This Streamlit application allows you to ask questions about scientific documents and receive answers based on the content. It utilizes text extraction from various file formats and leverages the power of a pre-trained language model for information retrieval.
- Extract text from PDF, DOCX, HTML, and image files.
- Process extracted text into meaningful chunks.
- Handle user questions and provide answers based on the document content.
- Maintain a chat history for previous interactions.

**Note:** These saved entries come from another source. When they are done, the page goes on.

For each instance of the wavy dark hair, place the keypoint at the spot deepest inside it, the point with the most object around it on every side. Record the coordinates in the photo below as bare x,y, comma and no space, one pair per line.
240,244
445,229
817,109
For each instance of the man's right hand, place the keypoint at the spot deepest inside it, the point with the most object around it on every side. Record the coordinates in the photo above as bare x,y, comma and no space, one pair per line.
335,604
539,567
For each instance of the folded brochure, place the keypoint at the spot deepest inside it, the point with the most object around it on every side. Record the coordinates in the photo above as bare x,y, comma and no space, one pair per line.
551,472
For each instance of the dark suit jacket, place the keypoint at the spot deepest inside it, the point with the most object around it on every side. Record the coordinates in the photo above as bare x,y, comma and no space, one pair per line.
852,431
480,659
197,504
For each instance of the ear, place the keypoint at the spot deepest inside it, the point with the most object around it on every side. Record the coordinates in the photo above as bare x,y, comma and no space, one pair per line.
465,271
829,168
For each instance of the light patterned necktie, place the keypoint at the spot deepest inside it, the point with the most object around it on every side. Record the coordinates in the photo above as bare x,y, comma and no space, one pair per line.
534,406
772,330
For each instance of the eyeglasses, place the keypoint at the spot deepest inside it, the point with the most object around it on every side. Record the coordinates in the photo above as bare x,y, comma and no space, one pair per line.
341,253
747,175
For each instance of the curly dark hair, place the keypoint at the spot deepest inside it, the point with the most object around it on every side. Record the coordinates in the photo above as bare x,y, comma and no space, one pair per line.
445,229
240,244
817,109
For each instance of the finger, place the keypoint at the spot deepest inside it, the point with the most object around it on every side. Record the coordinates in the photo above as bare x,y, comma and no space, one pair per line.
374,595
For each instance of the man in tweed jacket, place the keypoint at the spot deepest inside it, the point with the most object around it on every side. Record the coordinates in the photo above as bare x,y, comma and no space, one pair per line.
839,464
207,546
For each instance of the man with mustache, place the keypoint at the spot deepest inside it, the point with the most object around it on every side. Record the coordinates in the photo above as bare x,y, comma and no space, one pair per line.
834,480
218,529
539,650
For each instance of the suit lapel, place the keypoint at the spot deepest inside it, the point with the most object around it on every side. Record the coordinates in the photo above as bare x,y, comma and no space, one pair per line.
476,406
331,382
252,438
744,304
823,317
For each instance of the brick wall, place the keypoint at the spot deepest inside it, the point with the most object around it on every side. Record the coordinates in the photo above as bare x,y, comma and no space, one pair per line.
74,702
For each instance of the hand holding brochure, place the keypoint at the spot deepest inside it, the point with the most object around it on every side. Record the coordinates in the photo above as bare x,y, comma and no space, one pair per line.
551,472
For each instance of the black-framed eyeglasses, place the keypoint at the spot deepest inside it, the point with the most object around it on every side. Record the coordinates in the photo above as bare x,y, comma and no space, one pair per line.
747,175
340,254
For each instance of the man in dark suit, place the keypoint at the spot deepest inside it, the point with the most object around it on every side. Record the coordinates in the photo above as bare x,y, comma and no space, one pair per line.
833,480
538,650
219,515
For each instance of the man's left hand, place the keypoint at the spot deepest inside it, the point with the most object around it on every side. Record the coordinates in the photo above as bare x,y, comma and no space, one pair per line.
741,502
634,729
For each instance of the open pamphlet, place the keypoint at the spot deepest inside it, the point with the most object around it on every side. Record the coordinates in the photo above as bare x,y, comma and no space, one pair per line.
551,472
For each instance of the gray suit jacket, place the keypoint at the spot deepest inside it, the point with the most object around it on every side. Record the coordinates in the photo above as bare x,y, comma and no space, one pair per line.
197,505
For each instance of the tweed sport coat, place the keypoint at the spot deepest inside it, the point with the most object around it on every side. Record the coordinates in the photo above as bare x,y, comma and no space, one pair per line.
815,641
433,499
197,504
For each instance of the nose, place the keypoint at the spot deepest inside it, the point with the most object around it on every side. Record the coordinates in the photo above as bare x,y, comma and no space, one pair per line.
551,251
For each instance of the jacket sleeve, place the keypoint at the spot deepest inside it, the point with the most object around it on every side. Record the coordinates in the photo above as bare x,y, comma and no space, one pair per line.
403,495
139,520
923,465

This application relies on the meta_ai_api
library, which serves as a mock for a real Meta AI API. Thanks to the work of @Strvm at Strvm/meta-ai-api on this library, we don't require an actual Meta AI API key.
Please refer to the requirements.txt
file for a list of dependencies needed to run this application.
- Clone the repository:
git clone https://github.com/vansh-khaneja/Chat-Multiple-Docs-Indexify.git
cd Chat-Multiple-Docs-Indexify
- Install the required dependencies:
pip install -r requirements.txt
Start the Streamlit application with the following command:
streamlit run test.py
- Start the application.
- Select the file types you want to process (PDF, DOCX, HTML, Image).
- Upload your documents.
- Click the "Process" button to extract text.
- Once processed, ask a question about the document content in the text box.
- Click "Enter" or submit the question.
- The application will display an answer based on the extracted text and the pre-trained model.
We welcome contributions to this project! Feel free to fork the repository and submit pull requests with your enhancements.